Friday, July 15, 2016

Mindfulness and the Bodhisattva

In Mahayana Buddhism (practiced in Tibet, China, Vietnam, Japan, Korea, and Indonesia), a bodhisattva is someone who intends to become awake in order to liberate others. While most of us wake up wondering, “What can I do to make myself happy?”, the bodhisattva begins each day wondering what he or she can do to make others happy.

To do so, they don’t sink into self-hood (or ego), which they recognize as a false creation of the mind. It’s a state of “me-ness” that goes against the natural condition of oneness. Trying to hold the self apart and protected causes tension and pain. When threatened, the “me” gets angry. Observing “me’s who present more successful façades causes envy.

I was sure that this “me” obstacle would disqualify me for even baby bodhisattva status. Like many people working on spiritual awareness, I was always bumping into a stubborn ego. In the midst of wondering, I came across this quote by Thich Nhat Hanh:

“A bodhisattva doesn't have to be perfect. Anyone who is aware of what is happening and who tries to wake up other people is a bodhisattva. We are all bodhisattvas, doing our best.”

That opened new possibilities. I recognized that being mindful of my habitual negative (ego-driven) thoughts ultimately means accepting them instead of trying to bury them. The way to selflessness is not around the troublesome self but through it.

Developing deeper self-esteem satisfies the need for attention of an entity I have come to see as a lonely and generally unhappy three-year-old who built an ego to clothe her naked needs.

Self-acceptance provides a better wardrobe. The warmly dressed and deeply loved child who has assumed ego form can retreat to become the inner child who supports one’s joy, creativity, and faith. With that foundation, it becomes possible to turn one’s attention to the needs of others.

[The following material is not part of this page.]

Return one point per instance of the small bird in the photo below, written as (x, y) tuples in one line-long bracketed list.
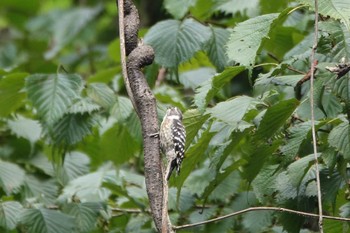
[(173, 139)]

When we clear out space to accept ourselves as we are, we learn to accept others as they are. That kind of acceptance teaches us kindness and generosity.

We can say, “Just like me, this person suffers, feels guilty, has made mistakes, and wants to experience love.” Every time we recognize ourselves in another, we expand our capacity for mindful compassion.

This is surely the path of a bodhisattva.